You find that elsewhere in the Mark’s Gospel, Jesus teaches exactly that. In fact, Jesus condemned fiercely those who neglect their responsibilities to their parents through legal casuistry (see Mark 7:6-13), his returning of a healed man back to his family (5:18-19) and his condemnation of divorce (10:1-12).
Let me take one such teaching to illustrate which is that of Mark 7:6-13. The erroneous teaching of the religious teachers was to ask their followers to honour their parents (the fifth commandment) and yet at the same time setting aside those very support to the use of God. It is like saying that my monthly salary is meant for God and so even though I need to support my parents I simply do not have the money. At the heart of it is our negligence in looking after our parents. Or God says that when I married I am to leave my parents so that I could cleave with my wife and therefore it meant that I have no more responsibility for the well being of my parents. Or I have committed my funds to my children’s education or to housing loan so I am not able to support my parents.
There are hundred and one reasons to neglect our responsibility to our parents. Using the Word of God erroneously to support personal interpretation.
And that should alert parents today not to allow natural and social (which is really human generated) expectations to override what God may want to do in the lives of our children. We should teach our children not only in Sunday schools but as part of our family life where devotion and prayer should characterise the spiritual training of the heart and ear of our children to the things of God.
The only way to break that contaminating way of understanding God’s word is to have a systematic reading of God’s word. The problem with most Christians is that we do not read our bible book by book but topically or thematically. But the Bible has full of different topics and themes. But if we read the Bible book by book, it will help us understand the full range of concerns in the Bible and that would help us have a wider understanding of the entire Bible. Perhaps we should preach book by book as a way forward to increase our understanding of the Bible.
Our family life in Singapore is not improving based on the increase in divorce rates and single parent family. It is imperative that as fellow Christians we are the parents, brothers and sisters to all those who have poor family ties. We need to take this very seriously. Paul used that same understanding in his application to hospitality among church members in 1 Timothy 5:1-2 where he urged Timothy’s congregation, “Do not rebuke an older man harshly, but exhort him as if he were your father. Treat younger men as brothers, older women as mothers, and younger women as sisters, with absolute purity.”
Some are forced to make a decision between parents and God. God in this case must come first otherwise you would have to renounce your faith for the sake of your parents.

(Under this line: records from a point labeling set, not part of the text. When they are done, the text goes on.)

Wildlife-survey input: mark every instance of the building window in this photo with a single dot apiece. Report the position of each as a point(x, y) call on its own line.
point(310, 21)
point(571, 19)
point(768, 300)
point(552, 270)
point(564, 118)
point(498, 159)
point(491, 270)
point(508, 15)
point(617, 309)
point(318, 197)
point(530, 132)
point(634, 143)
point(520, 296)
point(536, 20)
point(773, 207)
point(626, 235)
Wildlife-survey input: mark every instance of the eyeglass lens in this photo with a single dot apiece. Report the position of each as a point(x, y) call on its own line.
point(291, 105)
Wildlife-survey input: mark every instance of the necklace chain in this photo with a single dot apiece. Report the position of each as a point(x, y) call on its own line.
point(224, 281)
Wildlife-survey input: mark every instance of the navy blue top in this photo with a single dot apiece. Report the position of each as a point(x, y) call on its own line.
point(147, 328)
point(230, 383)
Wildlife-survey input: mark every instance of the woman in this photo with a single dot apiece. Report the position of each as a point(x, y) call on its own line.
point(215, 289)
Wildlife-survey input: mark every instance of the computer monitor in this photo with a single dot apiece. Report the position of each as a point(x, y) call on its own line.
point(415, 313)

Let end with a true story of girl who had to choose between her parents and God. She came to faith while in Singapore but her family came to hear of it and had threatened to travel to Singapore or sent someone to kill her. She was very frightened and our path happened to cross that night and we shared and prayed together. She also had a Christian friend with whom she received much encouragement. Several months later I met her again and found out that her parents had finally accepted the fact that she had become a Christian even though the real danger is there that should she returned home she might be killed. And for that she put her trust in God and the Christians here in Singapore have become her new brothers and sisters.